A possibilidade de perceber se dá pela interação com o percebido, razão pela qual a fenomenologia recusa-se a compreender um corpo abstrato (supostamente universal) ou como centrado a um “para si”, pois “só posso compreender a função do corpo vivo realizando-a eu mesmo e na medida em que sou um corpo que se levanta em direção ao mundo” (MERLEAU-PONTY, 1945/2011, p. 114). Nessa perspectiva, é o corpo que torna possível ao sujeito “ser uma experiência”e “comunicar interiormente com o mundo” (MERLEAU- PONTY, 1945/2011, p. 142, grifo do autor), à medida que vislumbra, desloca-se, projeta-se em relação a algo, entranhando-se nos objetos e constituindo-se com eles. Assim, compreender o corpo supõe compreendê-lo em relação a algo, pois somente assim ele se faz existente e faz as coisas do mundo existirem para o sujeito, como objetos que querem “dizer” algo.

Em suma, trata-se de olhar para o fenômeno e não para partes que se associam. Por essa razão, o corpo, na fenomenologia, não se confunde com a dimensão orgânica, historicamente relegada a uma condição de inferioridade, fraco em relação à alma ou submisso à razão, tampouco justificam-se pretensões de explicá-lo exclusivamente pela fisiologia, ou então pela psicologia.

Os motivos psicológicos e as ocasiões corporais podem-se entrelaçar porque não há um só movimento em um corpo vivo que seja um caso absoluto às intenções psíquicas, nenhum só ato psíquico que não tenha encontrado seu

germe ou seu esboço geral nas disposições fisiológicas (MERLEAU- PONTY, 1945/2011, p. 130).

Contemporaneamente, encontram-se nos trabalhos do biólogo Humberto Maturana fundamentos de uma biologia do conhecimento fortemente ancorada na percepção (MATURANA, 2001).
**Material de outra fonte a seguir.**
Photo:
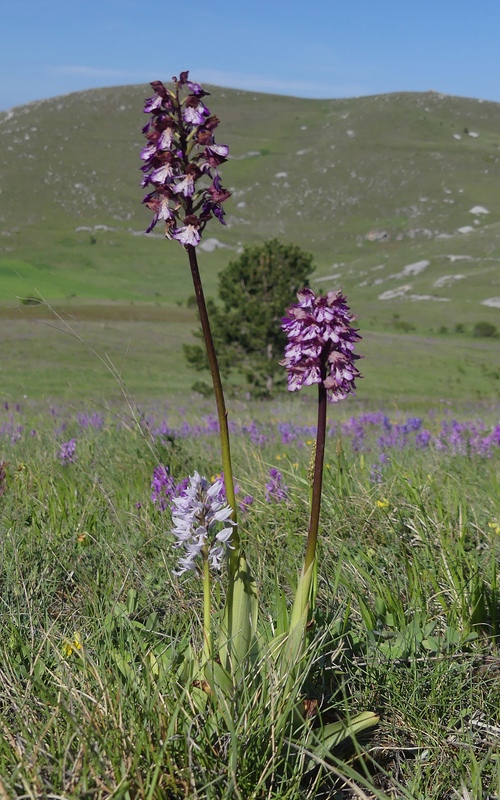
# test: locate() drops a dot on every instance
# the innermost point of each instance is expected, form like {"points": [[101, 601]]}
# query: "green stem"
{"points": [[312, 535], [207, 634], [234, 557]]}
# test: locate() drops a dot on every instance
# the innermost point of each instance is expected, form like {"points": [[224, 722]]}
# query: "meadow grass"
{"points": [[93, 621]]}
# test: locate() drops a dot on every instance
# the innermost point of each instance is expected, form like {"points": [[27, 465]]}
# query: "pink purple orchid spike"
{"points": [[320, 346]]}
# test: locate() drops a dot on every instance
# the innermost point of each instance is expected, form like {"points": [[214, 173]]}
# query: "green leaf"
{"points": [[237, 638], [335, 735]]}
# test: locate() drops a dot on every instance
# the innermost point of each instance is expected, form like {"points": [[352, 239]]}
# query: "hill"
{"points": [[395, 195]]}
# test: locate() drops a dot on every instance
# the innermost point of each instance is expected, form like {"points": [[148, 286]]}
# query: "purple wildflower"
{"points": [[67, 452], [181, 149], [196, 514], [3, 477], [163, 487], [320, 345], [276, 491]]}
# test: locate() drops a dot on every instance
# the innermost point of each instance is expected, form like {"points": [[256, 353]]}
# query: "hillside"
{"points": [[395, 195]]}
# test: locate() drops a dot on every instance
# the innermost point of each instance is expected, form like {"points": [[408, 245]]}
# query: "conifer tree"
{"points": [[254, 292]]}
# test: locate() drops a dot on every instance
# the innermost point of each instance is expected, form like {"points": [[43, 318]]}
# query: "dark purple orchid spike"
{"points": [[181, 150]]}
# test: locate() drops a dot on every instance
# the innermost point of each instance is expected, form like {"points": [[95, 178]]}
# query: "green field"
{"points": [[94, 624], [322, 174]]}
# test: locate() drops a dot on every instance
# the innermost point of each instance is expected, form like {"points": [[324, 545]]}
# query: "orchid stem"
{"points": [[207, 633], [319, 457], [220, 402]]}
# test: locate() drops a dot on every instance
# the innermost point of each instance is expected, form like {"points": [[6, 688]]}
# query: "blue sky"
{"points": [[320, 48]]}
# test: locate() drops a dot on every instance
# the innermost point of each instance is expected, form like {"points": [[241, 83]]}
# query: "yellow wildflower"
{"points": [[71, 646]]}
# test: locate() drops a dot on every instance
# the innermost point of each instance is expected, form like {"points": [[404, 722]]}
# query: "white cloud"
{"points": [[232, 80], [93, 72]]}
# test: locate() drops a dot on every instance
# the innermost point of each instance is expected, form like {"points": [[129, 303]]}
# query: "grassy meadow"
{"points": [[94, 621], [96, 395]]}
Tal como Merleau-Ponty, concebe o corpo (nas palavras do autor, “corporalidade”) como a via possível para o conhecer; não que o conhecimento esteja no corpo (em determinados órgãos ou funções fisiológicas), mas se dá a partir das relações que este estabelece (MATURANA, 2001). O biólogo acrescenta que a qualidade do observado ou percebido depende de uma correlação interna biologicamente possível.
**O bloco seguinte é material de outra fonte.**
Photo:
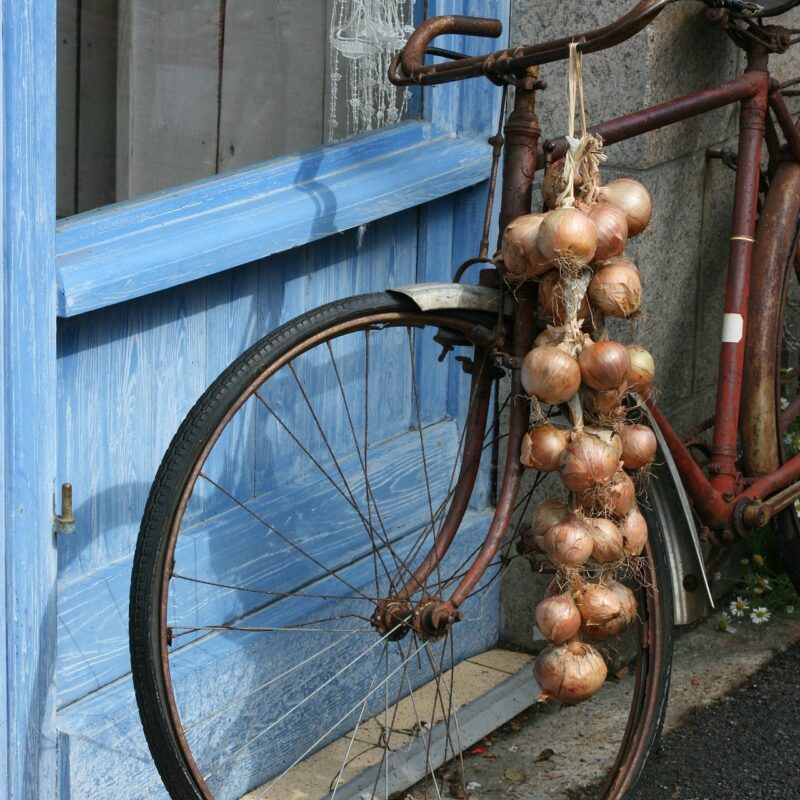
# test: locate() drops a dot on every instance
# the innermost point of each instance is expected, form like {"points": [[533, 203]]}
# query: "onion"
{"points": [[549, 335], [615, 626], [612, 229], [589, 459], [598, 606], [638, 445], [554, 183], [569, 673], [614, 499], [567, 233], [604, 365], [520, 252], [606, 405], [550, 374], [558, 618], [542, 447], [548, 514], [608, 544], [634, 532], [643, 368], [569, 542], [616, 289], [551, 299], [633, 199]]}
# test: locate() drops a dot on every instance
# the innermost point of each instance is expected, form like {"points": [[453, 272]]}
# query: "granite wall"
{"points": [[683, 254]]}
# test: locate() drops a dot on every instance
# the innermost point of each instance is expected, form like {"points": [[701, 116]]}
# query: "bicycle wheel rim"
{"points": [[163, 680], [637, 740]]}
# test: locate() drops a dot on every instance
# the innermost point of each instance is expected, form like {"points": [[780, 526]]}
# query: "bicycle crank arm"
{"points": [[757, 513]]}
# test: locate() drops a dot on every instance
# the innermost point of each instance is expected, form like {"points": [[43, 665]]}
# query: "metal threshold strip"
{"points": [[491, 688]]}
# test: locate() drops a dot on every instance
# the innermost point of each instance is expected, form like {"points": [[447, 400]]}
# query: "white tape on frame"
{"points": [[732, 328]]}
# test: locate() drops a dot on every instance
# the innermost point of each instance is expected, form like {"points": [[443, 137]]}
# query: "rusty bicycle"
{"points": [[336, 634]]}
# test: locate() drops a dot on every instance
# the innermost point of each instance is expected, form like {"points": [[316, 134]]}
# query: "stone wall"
{"points": [[683, 255]]}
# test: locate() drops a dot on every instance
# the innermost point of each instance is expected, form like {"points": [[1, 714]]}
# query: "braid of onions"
{"points": [[576, 250]]}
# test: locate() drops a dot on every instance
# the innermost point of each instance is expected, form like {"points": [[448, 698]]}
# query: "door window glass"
{"points": [[154, 93]]}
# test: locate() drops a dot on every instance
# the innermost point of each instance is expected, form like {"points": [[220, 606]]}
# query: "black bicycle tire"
{"points": [[665, 608], [184, 449], [170, 479], [787, 523]]}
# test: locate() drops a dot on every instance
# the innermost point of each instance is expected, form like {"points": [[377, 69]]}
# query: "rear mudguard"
{"points": [[463, 296], [665, 494]]}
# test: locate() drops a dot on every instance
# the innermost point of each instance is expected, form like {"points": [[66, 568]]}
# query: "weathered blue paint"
{"points": [[29, 391], [104, 729], [129, 371], [160, 241]]}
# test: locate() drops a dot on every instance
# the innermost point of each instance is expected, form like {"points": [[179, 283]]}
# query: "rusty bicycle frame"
{"points": [[727, 501]]}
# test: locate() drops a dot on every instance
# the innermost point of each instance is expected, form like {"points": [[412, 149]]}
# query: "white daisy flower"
{"points": [[760, 615], [724, 623], [739, 606]]}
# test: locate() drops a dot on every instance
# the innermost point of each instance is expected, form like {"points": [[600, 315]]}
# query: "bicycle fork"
{"points": [[432, 617]]}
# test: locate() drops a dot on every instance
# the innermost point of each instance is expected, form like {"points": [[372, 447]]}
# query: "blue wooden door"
{"points": [[135, 308]]}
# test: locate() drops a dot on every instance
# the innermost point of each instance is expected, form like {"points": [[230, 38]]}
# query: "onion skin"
{"points": [[569, 542], [558, 618], [588, 461], [548, 514], [569, 673], [614, 626], [551, 299], [550, 374], [612, 229], [542, 447], [603, 405], [608, 543], [633, 199], [604, 365], [616, 288], [598, 605], [567, 233], [639, 445], [643, 368], [521, 254], [549, 335], [634, 533], [616, 498]]}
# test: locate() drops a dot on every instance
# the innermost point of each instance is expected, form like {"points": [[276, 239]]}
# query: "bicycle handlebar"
{"points": [[514, 61], [496, 65]]}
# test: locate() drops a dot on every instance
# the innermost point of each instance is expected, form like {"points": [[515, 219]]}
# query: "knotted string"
{"points": [[585, 154]]}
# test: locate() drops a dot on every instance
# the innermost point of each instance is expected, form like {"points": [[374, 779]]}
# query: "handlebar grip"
{"points": [[413, 54]]}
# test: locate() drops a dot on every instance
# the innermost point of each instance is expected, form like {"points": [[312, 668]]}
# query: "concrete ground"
{"points": [[542, 749]]}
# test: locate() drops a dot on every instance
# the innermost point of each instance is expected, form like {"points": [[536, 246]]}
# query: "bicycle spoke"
{"points": [[370, 529], [266, 592], [346, 759], [305, 700], [216, 713], [351, 424], [426, 741], [336, 724], [350, 500], [281, 536], [301, 627]]}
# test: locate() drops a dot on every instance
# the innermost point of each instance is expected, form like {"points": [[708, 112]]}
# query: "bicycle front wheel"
{"points": [[284, 552]]}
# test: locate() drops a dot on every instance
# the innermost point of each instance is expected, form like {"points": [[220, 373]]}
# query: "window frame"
{"points": [[140, 246]]}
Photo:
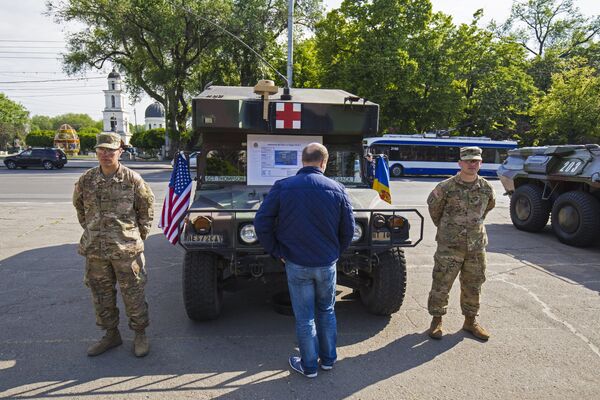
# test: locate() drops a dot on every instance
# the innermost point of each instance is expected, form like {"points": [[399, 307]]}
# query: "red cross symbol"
{"points": [[287, 115]]}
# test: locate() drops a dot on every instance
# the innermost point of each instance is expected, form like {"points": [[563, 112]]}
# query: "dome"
{"points": [[114, 74], [155, 110]]}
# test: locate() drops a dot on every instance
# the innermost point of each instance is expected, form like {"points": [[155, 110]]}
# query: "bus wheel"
{"points": [[397, 170]]}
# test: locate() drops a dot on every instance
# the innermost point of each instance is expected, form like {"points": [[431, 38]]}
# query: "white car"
{"points": [[192, 157]]}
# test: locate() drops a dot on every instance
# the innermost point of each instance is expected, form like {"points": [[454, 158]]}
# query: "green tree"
{"points": [[43, 138], [158, 44], [540, 25], [13, 121], [41, 123], [570, 112], [77, 121]]}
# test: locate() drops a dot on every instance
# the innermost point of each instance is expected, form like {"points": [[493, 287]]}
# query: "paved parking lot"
{"points": [[541, 303]]}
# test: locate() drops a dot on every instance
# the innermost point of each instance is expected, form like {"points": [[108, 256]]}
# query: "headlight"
{"points": [[248, 234], [357, 232], [202, 224], [396, 223]]}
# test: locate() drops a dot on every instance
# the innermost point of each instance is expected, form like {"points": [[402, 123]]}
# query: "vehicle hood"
{"points": [[250, 198]]}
Depreendo que quando a sensorialidade aparece comprometida ou desorganizada em relação aos padrões de normalidade orgânica, acarreta diferenciais significativos no plano perceptivo e nas interações com o mundo. O problema é que muitos diferenciais não são visíveis ou presumíveis ao observador (externo), de modo que é acrescido um desafio: dar visibilidade dessa percepção aos “normais”. Estudos feitos a partir de testemunhos de pessoas com deficiência parecem ser o meio mais próximo de acedê-la; eles ajudam a compreender nuances da percepção, em que dimensões fisiológicas e psicológicas imbricam-se como corporeidade e produzem emoções, tecendo um solo de conhecimento do mundo.